As a result
of a childhood scarred by sibling rivalry, I do not like to be tickled, and I
do not like to be teased. Don’t call me by my middle name in a sing-song voice,
don’t threaten to bury my favorite doll in the sandbox, don’t call me Olive Oyl,
don’t hold me down and tickle me. I don’t like it – and by the way, Dr. Seuss, I
don’t like green eggs and ham either.
We’re
familiar with the scenario – we have our personalized details, but the plot is
the same. And, much like bullying, the
more the victim whines, cries or complains to mom, the more the teaser teases. Not the happiest of childhood memories for any
of us, I’m sure. (Note to self: don’t be too quick to forget the role of the
bossy older sister in the rivalry). P.S. we get along fine today.
The mental
health worker in me realizes that tickling and teasing can be actions a person
in power foists on someone with less power. It may start out with good-hearted
intentions, but all too often teasing ends up being a kid brother to bullying.

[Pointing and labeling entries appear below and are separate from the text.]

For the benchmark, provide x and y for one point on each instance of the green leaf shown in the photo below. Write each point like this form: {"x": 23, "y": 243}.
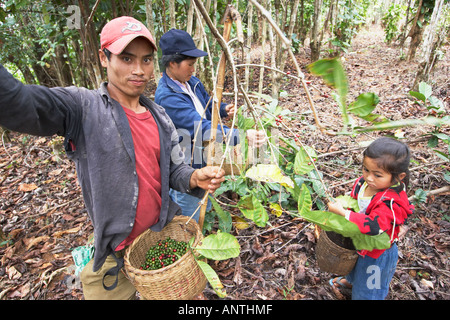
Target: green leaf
{"x": 348, "y": 202}
{"x": 212, "y": 278}
{"x": 304, "y": 201}
{"x": 329, "y": 221}
{"x": 225, "y": 221}
{"x": 269, "y": 173}
{"x": 303, "y": 163}
{"x": 219, "y": 246}
{"x": 364, "y": 104}
{"x": 333, "y": 74}
{"x": 253, "y": 210}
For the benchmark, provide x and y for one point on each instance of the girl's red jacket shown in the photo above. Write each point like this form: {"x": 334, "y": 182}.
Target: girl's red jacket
{"x": 387, "y": 211}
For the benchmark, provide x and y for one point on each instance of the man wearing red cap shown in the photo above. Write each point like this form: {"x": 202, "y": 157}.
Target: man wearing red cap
{"x": 125, "y": 148}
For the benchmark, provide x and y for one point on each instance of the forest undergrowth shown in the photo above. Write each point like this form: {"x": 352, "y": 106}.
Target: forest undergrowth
{"x": 42, "y": 215}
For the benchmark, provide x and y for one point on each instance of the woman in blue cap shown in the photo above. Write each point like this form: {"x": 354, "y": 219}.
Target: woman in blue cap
{"x": 186, "y": 101}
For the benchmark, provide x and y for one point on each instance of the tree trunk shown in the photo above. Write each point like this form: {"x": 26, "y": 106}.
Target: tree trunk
{"x": 248, "y": 48}
{"x": 315, "y": 41}
{"x": 172, "y": 14}
{"x": 151, "y": 27}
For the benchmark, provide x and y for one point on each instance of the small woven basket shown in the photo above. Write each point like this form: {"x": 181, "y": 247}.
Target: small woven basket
{"x": 332, "y": 257}
{"x": 181, "y": 280}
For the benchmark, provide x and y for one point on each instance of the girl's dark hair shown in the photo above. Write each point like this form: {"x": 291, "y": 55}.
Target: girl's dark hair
{"x": 177, "y": 58}
{"x": 391, "y": 155}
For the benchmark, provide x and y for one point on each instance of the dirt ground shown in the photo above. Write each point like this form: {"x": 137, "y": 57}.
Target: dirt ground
{"x": 42, "y": 216}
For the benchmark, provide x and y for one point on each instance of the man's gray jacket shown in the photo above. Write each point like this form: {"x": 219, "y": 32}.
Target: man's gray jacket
{"x": 98, "y": 139}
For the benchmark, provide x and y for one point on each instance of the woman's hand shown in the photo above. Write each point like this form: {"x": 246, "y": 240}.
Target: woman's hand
{"x": 256, "y": 138}
{"x": 208, "y": 178}
{"x": 230, "y": 109}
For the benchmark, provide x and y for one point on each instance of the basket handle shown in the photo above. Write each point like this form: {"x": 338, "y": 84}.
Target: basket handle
{"x": 114, "y": 271}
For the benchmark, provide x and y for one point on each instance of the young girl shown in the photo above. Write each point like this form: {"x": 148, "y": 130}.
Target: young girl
{"x": 384, "y": 207}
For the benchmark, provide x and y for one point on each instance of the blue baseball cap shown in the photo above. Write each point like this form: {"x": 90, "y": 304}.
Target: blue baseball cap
{"x": 177, "y": 41}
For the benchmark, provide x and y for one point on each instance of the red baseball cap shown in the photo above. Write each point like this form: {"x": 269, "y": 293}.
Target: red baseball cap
{"x": 119, "y": 32}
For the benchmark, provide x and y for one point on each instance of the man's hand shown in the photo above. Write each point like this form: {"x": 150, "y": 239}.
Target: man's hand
{"x": 208, "y": 178}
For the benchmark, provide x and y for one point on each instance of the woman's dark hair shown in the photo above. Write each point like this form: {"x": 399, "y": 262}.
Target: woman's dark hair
{"x": 177, "y": 58}
{"x": 391, "y": 155}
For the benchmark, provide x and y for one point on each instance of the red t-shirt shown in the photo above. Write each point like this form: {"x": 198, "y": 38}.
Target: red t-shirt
{"x": 147, "y": 150}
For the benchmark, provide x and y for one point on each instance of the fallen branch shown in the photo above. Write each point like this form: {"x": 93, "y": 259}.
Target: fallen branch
{"x": 433, "y": 192}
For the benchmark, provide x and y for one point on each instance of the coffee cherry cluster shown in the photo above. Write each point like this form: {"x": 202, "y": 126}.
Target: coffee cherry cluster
{"x": 164, "y": 253}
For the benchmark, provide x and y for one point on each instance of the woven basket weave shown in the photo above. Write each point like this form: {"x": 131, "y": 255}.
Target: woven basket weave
{"x": 181, "y": 280}
{"x": 333, "y": 258}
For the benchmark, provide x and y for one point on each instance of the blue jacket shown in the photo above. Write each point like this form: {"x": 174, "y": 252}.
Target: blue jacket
{"x": 181, "y": 109}
{"x": 104, "y": 154}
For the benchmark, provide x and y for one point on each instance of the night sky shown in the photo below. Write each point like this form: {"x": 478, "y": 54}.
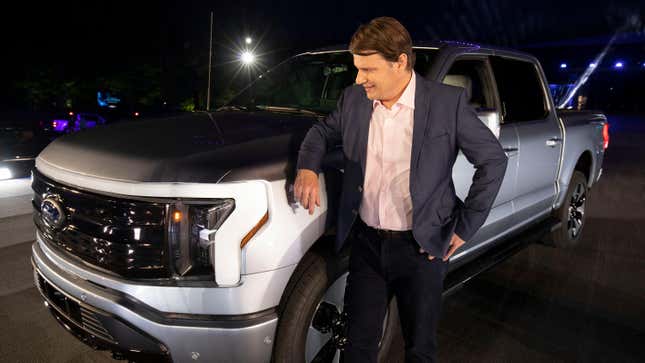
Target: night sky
{"x": 87, "y": 39}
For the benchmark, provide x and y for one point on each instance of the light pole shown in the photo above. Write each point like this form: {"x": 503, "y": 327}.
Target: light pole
{"x": 210, "y": 60}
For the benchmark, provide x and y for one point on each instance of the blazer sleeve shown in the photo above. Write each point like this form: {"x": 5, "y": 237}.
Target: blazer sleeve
{"x": 320, "y": 137}
{"x": 483, "y": 150}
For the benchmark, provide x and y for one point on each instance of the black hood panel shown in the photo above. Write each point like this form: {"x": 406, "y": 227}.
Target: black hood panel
{"x": 188, "y": 148}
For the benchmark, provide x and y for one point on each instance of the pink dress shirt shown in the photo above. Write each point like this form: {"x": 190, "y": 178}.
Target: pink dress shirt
{"x": 386, "y": 202}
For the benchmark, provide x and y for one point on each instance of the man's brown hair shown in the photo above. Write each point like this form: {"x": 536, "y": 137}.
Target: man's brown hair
{"x": 385, "y": 36}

I was curious to see what the experts had to say about this, so I did some
research on the subject, and I discovered Dr. Dacher Keltner, who has developed
a definition of teasing: “an intentional provocation
accompanied by playful off-record markers that together comment on something relevant
to the target.”
OK. Putting it into
everyday language, teasing is either words or actions designed to provoke
another person, and what separates it from bullying is the marker – the smile,
the laugh, the irony, the sing-song voice, the exaggeration. Peter Gray, another
expert on the subject, suggests that teasing has valuable purposes - it can
express acceptance, promote humility, and can be used as a means of correction
and social control or a test of social relationship. I don’t know, Dr. Gray – I
not sure my brother’s teasing expressed acceptance or promoted humility in me
–I thought it expressed an “I don’t like you” attitude and promoted humiliation
in me.
I’m feeling somewhat teased these days, not by my brother
anymore, but by the promise of spring. Yes, I know we’re a few days short of
the official first day of spring, but it definitely tickled us with its warm fingertips
as we basked in a 70 degree day this past Sunday – It was so warm the
temperature broke a record – I read about it on the front page of the T-G so it
must be so.
Ah, spring, you are such a tease. You tempt us with the
pale blue crocus arising in the midst of the winter-ravaged yards. You whisper
your promise in the fragile paperwhites that cluster near the fence. Bathing
suits on the racks at Wal-Mart, a cardinal in our maple tree, and lots of
traffic at the A&W – surely the days of winter are numbered. Now would
someone please inform the snow-maker that it’s time to pack it in for the
season?
The promise of spring makes me wonder if the lovely
Madelyn Simone is old enough yet to read bits and pieces of Burnett’s “The
Secret Garden.” Do you remember the line
when Colin asks Mary, “Is the spring coming?’ and she replies, “It is the sun
shining on the rain and the rain falling on the sunshine, and things pushing up
and working under the earth?” What a perfect description.
Yes, springtime, you’re provoking me, but unlike the
teasing of my brother so many years ago, I can accept your taunting, because I
know that by March 20, the Vernal Equinox, Old Man Winter will be officially
banished from these parts as you send him on his way. I’m so ready. I’m ready
to pack away the boots and parkas. I’m ready to fly a kite. I’m ready for March
Madness to start, cheering on our Buckeyes and Lady Eagles. And I’m more than ready
to proclaim, as Rainer Maria Rilke did so many years ago, “It is spring again. The earth is like
a child that knows poems by heart.” Ready or not, spring is on its way!